Assenthorp himself admits that even people who professionally monitor the AI market are losing track of the number of new products.
What is botsitting?
Business Insider writes that developers are spending more and more time interacting with AI assistants rather than writing code.
This style of work has already received the unofficial name botsitting — when an engineer mostly checks, tests, refines, and corrects the results of artificial intelligence work instead of writing code himself.
New Zealand developer Annie Vella describes the change as follows: «We’re now building machines that build other machines.» Meanwhile, Georgetown University professor and author of Deep Work Cal Newport believes that botsitting is unlikely to replace the joy of developing on your own. «There’s a big difference between writing a program and waiting for a bot to do something,» he says.

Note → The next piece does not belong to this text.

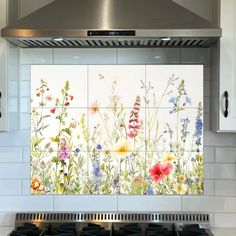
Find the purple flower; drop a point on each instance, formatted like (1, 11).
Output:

New York programmer Danny Hamam, in turn, admits that each new release of an AI model causes him not curiosity, but anxiety: «My first thought is not ‘Class, a new AI tool has been released,’ but ‘I’m behind.’ Then the panic sets in: I need to find the time to learn it.» According to him, thoughts about new AI tools haunt him even after the workday is over.
Employers are already evaluating the use of AI
Jack Boudreau, CEO of fintech company Habits, says that the speed of AI development makes it almost pointless to become an expert on a particular tool. «There’s almost no point in becoming an expert on an AI product. Wait a week and it’ll be simplified or replaced.»
In many companies, the use of AI is gradually becoming part of employee performance evaluation. Some employers already track the use of AI tools; analyze the number of tokens spent; and take AI work into account when evaluating the performance of engineers.
London Business School professor Herminio Ibarra believes that managers often underestimate the pressure of constantly introducing new models. «Engineers are expected to innovate while continuing to do their regular jobs,» she says.
Some are already thinking about changing careers
Job market analyst Ben Eubanks told Business Insider that he has heard from some programmers about wanting to move into sales or technical support due to fatigue from constant change.
However, not all developers are negative about the situation. Filipino engineer Rafa Rafael says that AI has helped him spend less time finding bugs and more time designing the product architecture. To avoid information overload, he no longer tries to test every new service. «There’s always something new coming out, so now I only pay attention to those tools that can really help me in my work,» he notes.